Transit Note #34

MBTA: Software Model

Andre DeHon

Original Issue: December 1990

Last Updated: Mon Nov 8 17:13:46 EST 1993

Overview

This note describes the basic software model for programming MBTA. The goals of this model are:

  1. To facilitate programming model development and refinement decoupled from the details of a particular machine
  2. Aid in the convergence of model-independent parallel mechanisms
  3. To facilitate parallel hardware-architecture development and evaluation decoupled from a particular programming model
  4. To facilitate decoupled development and evaluation of the components of a hardware architecture
The basic idea and goals described here are not novel. This model-architecture decoupling is a common vision shared by many architecture researchers at MIT, including Tom Knight, Bill Dally, Greg Papadopoulos, and others. MBTA attempts to exemplify this decoupled approach and utilize it to leverage decoupled architectural evaluation.

Basic Model

Figure shows the basic structure of this model. Ideally, the applications programmer can express programs in any of the various parallel programming models. A language/model specific compiler translates his program into a Register-Transfer-Level Language appropriate for expressing parallel computations. The language specific compiler performs any basic optimizations it can in producing the parallel-RTL translation of a program. This parallel-RTL is the common language used for communication among models and hardware architectures. An architecture specific compiler then compiles the parallel-RTL down to a specific hardware architecture and optimizes the program for execution on the specific hardware. For each hardware architecture, emulation support code is used to allow programs to be executed and evaluated on the MBTA hardware.

Programming Models

Ideally, we would like to support all emerging models for expressing parallel computation. However, given how large and disperse the field currently is, supporting every model is impractical. To provide the breadth we intend for studying the requirements of various models, we would like to support at least one or two programming languages within each major model. In the remainder of this section, I consider a few potential candidates to support.

Dataflow

Being at MIT, probably the most accessible dataflow language to support would be ID [Nik88]. Perhaps, we could start from some of the Computational Structures Group's intermediate dataflow graphs and do our translation to a parallel-RTL from those pre-digested forms. Another popular functional/dataflow language to consider would be ML.

Concurrent Message Passing

Given the variety of concurrent message passing programming languages existing today, it is much less clear what would be best to support in this genre. One interesting mainstream language to support would be MCC's GNU C++; this would give us access to the code people have written to run on MCC's ES-KIT computers [Smi90]. Other languages to consider would be CVA's Concurrent Aggregates [CD90] [Chi90] or Concurrent SmallTalk [Hor89].

Shared Memory

There is also quite a range of languages and models under the rough category of shared memory. We almost certainly want to support one of the languages extended with futures.
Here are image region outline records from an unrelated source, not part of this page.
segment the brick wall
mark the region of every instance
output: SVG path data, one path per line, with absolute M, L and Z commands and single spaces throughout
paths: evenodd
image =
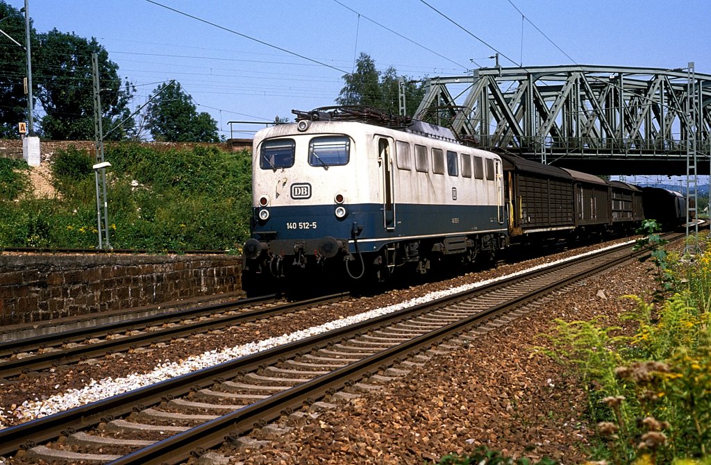
M 241 289 L 230 255 L 0 255 L 0 324 L 159 304 Z

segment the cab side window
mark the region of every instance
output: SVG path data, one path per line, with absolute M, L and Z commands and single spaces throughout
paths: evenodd
M 493 181 L 493 160 L 486 159 L 486 179 Z
M 483 160 L 482 160 L 481 156 L 474 156 L 474 178 L 475 179 L 483 179 L 484 178 L 484 166 Z
M 402 141 L 395 141 L 395 161 L 398 169 L 408 171 L 412 169 L 412 159 L 410 154 L 410 144 Z
M 419 144 L 415 144 L 415 169 L 420 173 L 429 172 L 427 148 Z
M 432 149 L 432 173 L 444 174 L 444 152 L 442 149 Z
M 471 177 L 471 156 L 469 154 L 461 154 L 461 176 L 464 178 Z
M 447 172 L 451 176 L 459 176 L 459 161 L 456 151 L 447 151 Z

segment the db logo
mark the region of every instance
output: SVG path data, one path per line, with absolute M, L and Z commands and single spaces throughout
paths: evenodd
M 292 184 L 292 198 L 311 198 L 311 184 Z

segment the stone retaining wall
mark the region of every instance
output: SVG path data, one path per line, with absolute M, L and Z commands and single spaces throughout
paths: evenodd
M 241 289 L 233 255 L 0 255 L 0 324 L 98 314 Z

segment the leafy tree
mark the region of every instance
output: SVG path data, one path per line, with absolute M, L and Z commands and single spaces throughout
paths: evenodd
M 87 40 L 57 29 L 39 35 L 39 47 L 33 52 L 38 99 L 46 113 L 42 119 L 43 135 L 47 139 L 90 140 L 94 139 L 94 85 L 92 53 L 97 53 L 101 86 L 102 125 L 107 140 L 129 135 L 133 121 L 129 118 L 132 87 L 122 82 L 118 65 L 109 60 L 106 49 L 95 38 Z
M 157 93 L 160 87 L 154 90 Z M 147 127 L 153 139 L 165 142 L 218 142 L 218 123 L 198 113 L 193 97 L 173 81 L 148 106 Z
M 27 75 L 25 18 L 22 13 L 0 1 L 0 29 L 22 46 L 0 34 L 0 137 L 17 137 L 17 123 L 27 120 L 27 96 L 23 79 Z M 31 46 L 36 34 L 31 28 Z
M 413 114 L 424 95 L 424 87 L 417 87 L 407 76 L 405 81 L 405 104 L 408 114 Z M 400 95 L 397 70 L 392 66 L 385 73 L 375 69 L 375 62 L 369 55 L 361 53 L 356 62 L 356 71 L 343 75 L 345 85 L 341 90 L 336 102 L 341 105 L 365 105 L 390 110 L 400 111 Z

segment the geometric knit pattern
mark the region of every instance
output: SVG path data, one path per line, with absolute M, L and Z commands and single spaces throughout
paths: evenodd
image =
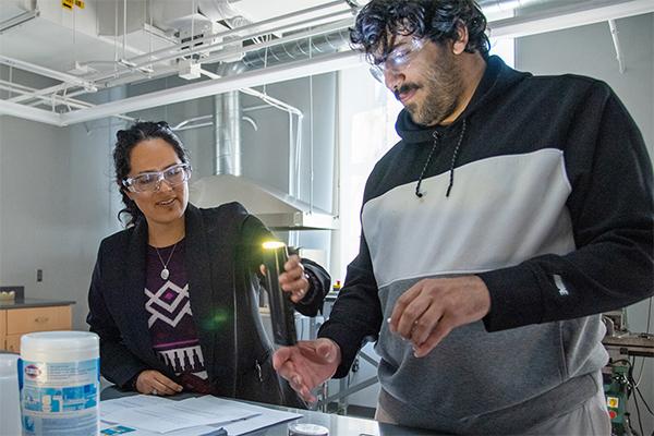
M 171 327 L 175 327 L 184 315 L 193 316 L 189 300 L 189 283 L 184 288 L 180 288 L 172 281 L 166 280 L 156 293 L 152 293 L 146 288 L 145 295 L 148 298 L 145 310 L 150 313 L 150 317 L 147 320 L 148 327 L 152 327 L 157 319 L 161 319 Z M 177 310 L 180 304 L 183 304 L 183 307 L 178 312 Z

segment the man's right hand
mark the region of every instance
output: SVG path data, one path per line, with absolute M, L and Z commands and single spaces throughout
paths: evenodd
M 182 387 L 156 370 L 146 370 L 136 378 L 136 390 L 146 395 L 175 395 Z
M 299 341 L 293 347 L 280 348 L 272 355 L 275 371 L 308 402 L 316 401 L 311 390 L 331 378 L 340 362 L 340 347 L 327 338 Z

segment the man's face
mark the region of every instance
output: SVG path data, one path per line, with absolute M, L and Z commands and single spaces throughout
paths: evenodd
M 450 116 L 463 94 L 461 66 L 449 44 L 398 36 L 384 68 L 384 82 L 413 121 L 435 125 Z M 392 62 L 393 56 L 404 62 Z M 399 63 L 399 64 L 398 64 Z

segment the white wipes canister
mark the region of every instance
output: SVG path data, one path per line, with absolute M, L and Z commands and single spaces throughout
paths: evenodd
M 43 331 L 21 338 L 23 435 L 98 434 L 99 350 L 98 336 L 85 331 Z
M 0 436 L 21 434 L 17 354 L 0 353 Z

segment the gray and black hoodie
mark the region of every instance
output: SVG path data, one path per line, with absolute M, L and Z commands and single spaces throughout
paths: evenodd
M 404 110 L 396 129 L 319 331 L 341 348 L 336 376 L 377 340 L 385 411 L 447 433 L 520 433 L 579 407 L 607 362 L 597 314 L 654 293 L 652 166 L 633 120 L 605 83 L 491 57 L 452 124 Z M 491 313 L 414 358 L 383 320 L 416 281 L 459 275 L 484 280 Z

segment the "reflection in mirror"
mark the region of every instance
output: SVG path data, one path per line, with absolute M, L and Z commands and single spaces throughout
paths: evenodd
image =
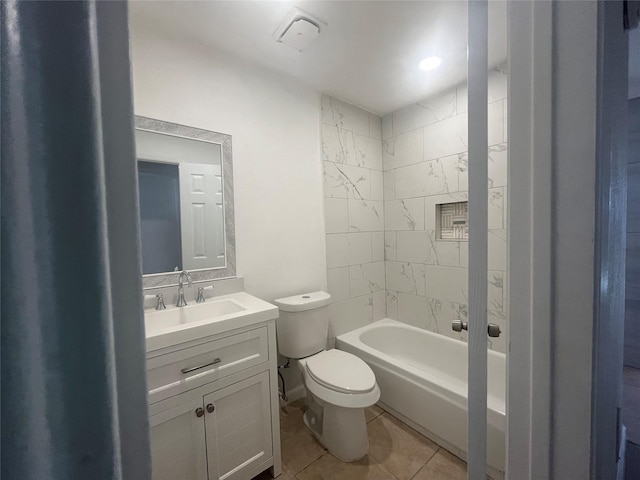
M 142 128 L 145 121 L 154 128 Z M 231 159 L 223 161 L 223 143 L 228 139 L 230 156 L 230 136 L 143 117 L 136 127 L 143 273 L 229 267 L 225 239 L 232 240 L 233 232 L 225 215 L 233 212 L 233 195 L 225 188 Z

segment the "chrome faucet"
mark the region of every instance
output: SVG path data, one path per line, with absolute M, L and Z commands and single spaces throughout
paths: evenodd
M 193 286 L 193 280 L 191 279 L 191 275 L 186 270 L 180 272 L 180 276 L 178 277 L 178 303 L 177 307 L 184 307 L 187 304 L 187 301 L 184 299 L 184 281 L 188 282 L 190 287 Z

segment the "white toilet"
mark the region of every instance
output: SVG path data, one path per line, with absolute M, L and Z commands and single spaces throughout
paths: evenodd
M 369 451 L 364 409 L 380 398 L 369 366 L 347 352 L 325 350 L 331 296 L 313 292 L 279 298 L 278 350 L 299 360 L 309 409 L 304 423 L 335 457 L 353 462 Z

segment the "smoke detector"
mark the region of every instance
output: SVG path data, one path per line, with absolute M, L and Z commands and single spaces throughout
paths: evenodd
M 298 7 L 293 7 L 273 32 L 273 38 L 276 42 L 284 43 L 301 52 L 318 38 L 320 30 L 326 26 L 322 20 Z

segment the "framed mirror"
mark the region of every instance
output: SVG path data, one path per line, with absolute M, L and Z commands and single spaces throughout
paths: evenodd
M 233 277 L 231 135 L 135 117 L 144 288 Z

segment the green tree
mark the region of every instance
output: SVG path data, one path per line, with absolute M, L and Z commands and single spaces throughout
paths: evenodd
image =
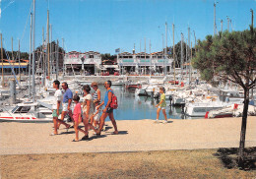
M 191 55 L 191 48 L 189 48 L 188 44 L 186 42 L 183 41 L 183 63 L 188 63 L 189 59 L 187 59 L 186 57 L 186 49 L 187 49 L 187 53 L 188 53 L 188 57 L 190 57 Z M 169 58 L 173 58 L 173 47 L 168 47 L 168 57 Z M 195 49 L 192 48 L 192 55 L 194 56 L 195 54 Z M 175 68 L 180 68 L 180 64 L 181 64 L 181 41 L 179 41 L 178 43 L 175 44 Z M 186 61 L 188 60 L 188 61 Z
M 198 41 L 197 49 L 193 67 L 200 70 L 204 80 L 214 80 L 217 76 L 220 80 L 227 79 L 238 84 L 244 90 L 238 157 L 238 164 L 242 166 L 249 91 L 256 84 L 256 29 L 250 27 L 250 30 L 243 31 L 208 35 L 205 40 Z

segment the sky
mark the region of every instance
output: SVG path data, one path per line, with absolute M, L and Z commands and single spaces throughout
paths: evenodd
M 174 41 L 196 39 L 214 34 L 214 3 L 217 30 L 244 30 L 251 24 L 251 12 L 256 14 L 256 0 L 35 0 L 35 47 L 42 44 L 42 29 L 46 37 L 47 10 L 52 25 L 52 40 L 64 38 L 64 49 L 69 51 L 97 51 L 115 54 L 135 51 L 157 52 Z M 32 0 L 0 0 L 0 32 L 7 50 L 30 51 L 30 15 Z M 254 25 L 255 23 L 254 18 Z M 255 27 L 255 26 L 254 26 Z M 194 35 L 195 34 L 195 35 Z M 162 40 L 163 37 L 163 40 Z M 146 43 L 145 43 L 146 41 Z M 150 45 L 151 44 L 151 45 Z M 151 47 L 150 47 L 151 46 Z

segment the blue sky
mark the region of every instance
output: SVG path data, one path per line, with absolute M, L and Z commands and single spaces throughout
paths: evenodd
M 0 0 L 0 30 L 4 48 L 30 51 L 30 12 L 32 0 Z M 194 46 L 194 31 L 197 39 L 214 33 L 214 0 L 35 0 L 35 46 L 42 43 L 42 28 L 46 32 L 47 9 L 52 25 L 52 40 L 65 39 L 67 51 L 98 51 L 114 54 L 116 48 L 132 52 L 162 49 L 162 34 L 165 45 L 165 22 L 167 43 L 172 45 L 172 24 L 175 25 L 174 39 L 177 43 L 183 32 Z M 256 0 L 219 0 L 216 8 L 217 29 L 227 29 L 228 16 L 234 30 L 248 29 L 251 12 L 256 14 Z M 255 20 L 255 18 L 254 18 Z M 255 25 L 254 21 L 254 25 Z M 231 25 L 229 27 L 231 30 Z M 44 33 L 44 37 L 46 34 Z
The obvious possibility would be Kranz's Mul-T; perhaps the best strategy would be to support translation from Alewife's intermediate form WAIF [Maa90] to our parallel-RTL. Other interesting candidates to support would be Weihl's transaction oriented model and FX-90 [GJS90].

Sequential Languages

Schemes such as Knight's mostly-functional programming language paradigm [Kni86] make it reasonable to support some ordinary sequential languages.

Data Parallelism

Supporting some form of expressing data-level parallelism is a must. Fortran-9x would be one of the obvious candidates to support in this genre.

Other

It would also be nice to support Berlin's partial evaluation paradigm [Ber89] in some form.

Parallel-RTL

Parallel-RTL (PRTL) is intended to serve the same function as a Register Transfer Language serves for sequential languages. That is, the PRTL will be a machine-independent description of the computation that is highly-amenable to direct optimization using current and emerging compiler technology. The PRTL will serve as the generic low-level expression of the computation described by the high-level programming languages. The PRTL may be described in a dataflow graph form broken into basic blocks.

One goal of the PRTL will be to effectively express programs in a model independent manner and capture the common requirements of all models. The PRTL will probably change quite dynamically as we begin to support various models. Hopefully, as we begin to better understand the requirements of each model, the PRTL will converge to distill the essential underlying expressiveness necessary to support all models efficiently.
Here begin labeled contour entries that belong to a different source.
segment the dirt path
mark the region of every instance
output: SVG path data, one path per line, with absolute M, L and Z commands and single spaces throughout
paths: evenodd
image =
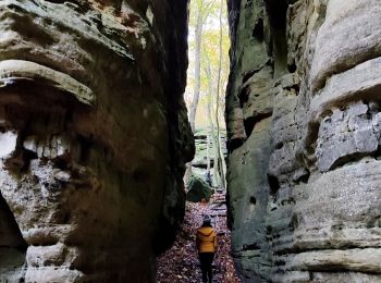
M 226 206 L 223 194 L 214 194 L 209 204 L 186 204 L 184 224 L 173 247 L 158 259 L 158 282 L 201 282 L 196 231 L 202 216 L 209 213 L 218 233 L 219 250 L 213 261 L 213 282 L 239 283 L 230 256 L 230 231 L 226 227 Z

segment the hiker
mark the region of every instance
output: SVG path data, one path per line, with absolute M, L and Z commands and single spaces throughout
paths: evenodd
M 209 278 L 209 283 L 211 283 L 211 262 L 217 251 L 217 235 L 211 226 L 211 217 L 208 214 L 204 216 L 202 225 L 197 230 L 196 246 L 201 264 L 202 282 L 207 283 Z
M 207 174 L 205 175 L 205 182 L 207 182 L 207 184 L 211 187 L 211 176 L 210 176 L 210 172 L 208 171 Z

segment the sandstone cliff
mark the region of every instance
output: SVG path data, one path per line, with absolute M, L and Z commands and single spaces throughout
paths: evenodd
M 230 0 L 244 282 L 381 282 L 381 2 Z
M 0 281 L 152 282 L 194 155 L 186 0 L 0 1 Z

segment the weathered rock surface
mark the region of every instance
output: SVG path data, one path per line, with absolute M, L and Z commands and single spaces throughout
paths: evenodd
M 186 0 L 0 2 L 0 281 L 153 282 L 194 145 Z
M 381 2 L 230 0 L 244 282 L 381 282 Z

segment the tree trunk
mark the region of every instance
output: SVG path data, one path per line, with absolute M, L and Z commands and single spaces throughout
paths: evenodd
M 219 108 L 220 108 L 220 90 L 221 90 L 221 69 L 222 69 L 222 9 L 223 9 L 223 0 L 220 2 L 220 38 L 219 38 L 219 70 L 217 77 L 217 97 L 216 97 L 216 123 L 217 123 L 217 156 L 218 160 L 218 170 L 220 173 L 220 181 L 222 188 L 225 188 L 225 172 L 223 167 L 223 156 L 221 156 L 221 143 L 220 143 L 220 121 L 219 121 Z M 214 161 L 214 162 L 216 162 Z

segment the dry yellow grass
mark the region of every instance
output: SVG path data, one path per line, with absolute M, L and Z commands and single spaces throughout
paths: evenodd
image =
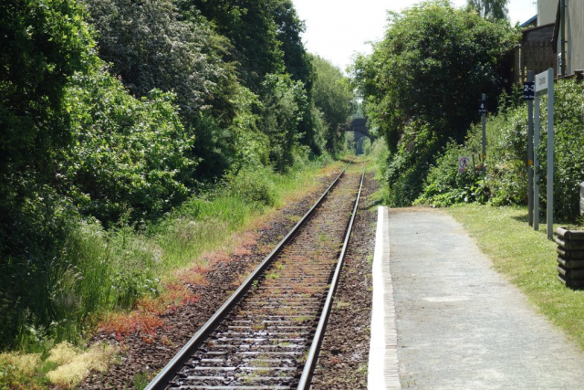
M 0 353 L 0 364 L 12 365 L 18 374 L 25 376 L 32 376 L 35 374 L 40 360 L 40 353 Z
M 49 372 L 47 378 L 58 386 L 71 388 L 91 370 L 106 371 L 115 353 L 113 347 L 106 344 L 94 345 L 80 352 L 67 342 L 61 343 L 51 351 L 48 360 L 62 365 Z

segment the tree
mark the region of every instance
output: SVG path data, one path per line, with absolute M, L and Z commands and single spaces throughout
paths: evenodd
M 482 92 L 495 107 L 510 86 L 512 49 L 519 34 L 447 1 L 421 3 L 390 15 L 385 37 L 353 67 L 370 127 L 390 154 L 386 199 L 409 206 L 449 139 L 462 142 L 478 120 Z
M 488 20 L 507 18 L 509 0 L 468 0 L 468 7 L 474 9 L 482 17 Z
M 83 18 L 75 0 L 0 2 L 4 195 L 15 189 L 15 183 L 7 184 L 15 174 L 25 170 L 48 174 L 55 151 L 70 141 L 67 118 L 60 115 L 65 87 L 73 73 L 86 69 L 95 47 Z
M 297 126 L 307 105 L 304 85 L 288 75 L 267 75 L 262 87 L 259 128 L 269 139 L 270 160 L 276 170 L 285 172 L 294 163 Z
M 317 108 L 323 113 L 328 129 L 325 133 L 327 150 L 338 153 L 344 146 L 343 128 L 353 109 L 354 95 L 349 79 L 340 69 L 326 59 L 313 56 L 317 78 L 313 97 Z
M 276 0 L 182 0 L 182 9 L 200 10 L 231 42 L 229 60 L 239 63 L 239 77 L 255 93 L 267 74 L 284 73 L 284 53 L 274 20 Z
M 509 85 L 517 37 L 508 22 L 485 20 L 446 1 L 391 14 L 385 38 L 353 68 L 366 114 L 390 151 L 396 151 L 413 119 L 443 139 L 462 139 L 478 118 L 477 96 L 485 92 L 495 99 Z
M 233 118 L 233 69 L 223 60 L 227 41 L 196 10 L 182 15 L 172 0 L 86 1 L 99 32 L 99 57 L 131 93 L 173 91 L 187 125 L 212 108 Z

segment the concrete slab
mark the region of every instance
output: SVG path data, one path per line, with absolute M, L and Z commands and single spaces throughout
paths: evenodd
M 389 219 L 404 389 L 584 389 L 582 351 L 492 269 L 460 224 L 420 208 Z
M 400 390 L 395 326 L 395 302 L 390 270 L 390 234 L 387 207 L 379 207 L 373 256 L 373 299 L 367 387 Z

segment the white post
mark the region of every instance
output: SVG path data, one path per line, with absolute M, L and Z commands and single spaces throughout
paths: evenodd
M 534 112 L 533 126 L 533 229 L 539 230 L 539 158 L 537 157 L 537 148 L 539 148 L 539 96 L 536 96 L 536 109 Z
M 548 69 L 548 238 L 554 237 L 554 69 Z

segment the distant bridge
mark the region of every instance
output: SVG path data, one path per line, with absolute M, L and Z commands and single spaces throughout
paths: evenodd
M 359 141 L 362 137 L 369 137 L 370 139 L 372 138 L 369 132 L 369 128 L 367 127 L 367 120 L 364 118 L 353 120 L 349 131 L 355 134 L 355 142 Z

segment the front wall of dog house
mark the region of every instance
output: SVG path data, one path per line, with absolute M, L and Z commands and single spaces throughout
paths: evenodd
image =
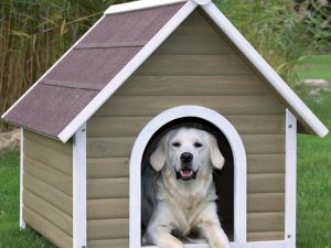
M 23 219 L 56 246 L 73 246 L 72 141 L 23 131 Z
M 285 107 L 195 11 L 87 123 L 88 247 L 128 247 L 134 142 L 149 120 L 182 105 L 234 125 L 248 160 L 247 239 L 284 239 Z

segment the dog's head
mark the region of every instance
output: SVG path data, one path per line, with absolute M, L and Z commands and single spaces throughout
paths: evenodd
M 179 128 L 162 137 L 150 157 L 150 164 L 156 171 L 164 166 L 174 170 L 178 180 L 193 180 L 200 171 L 212 166 L 221 170 L 224 158 L 211 133 Z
Most modern compilers use some form of RTL internally. Where possible, we would like to leverage the work put into these compiler by working from the native RTL. The translation from a compiler's RTL to our PRTL should be a much simpler matter than generating a complete compiler from scratch.

Architecture Emulation

Machine Compilers

The common PRTL is then compiled to a target machine architecture. This final compiler attempts to efficiently translate the machine independent PRTL into machine specific code for a particular hardware architecture. This compiled code, with appropriate support, can then be run on MBTA to evaluate the machine architecture in question.

Software Hardware Modules

The hardware architecture under study is emulated by a collection of software modules. This emulation software runs on each node so that each MBTA node can effectively pretend to be a node of the hardware architecture in question.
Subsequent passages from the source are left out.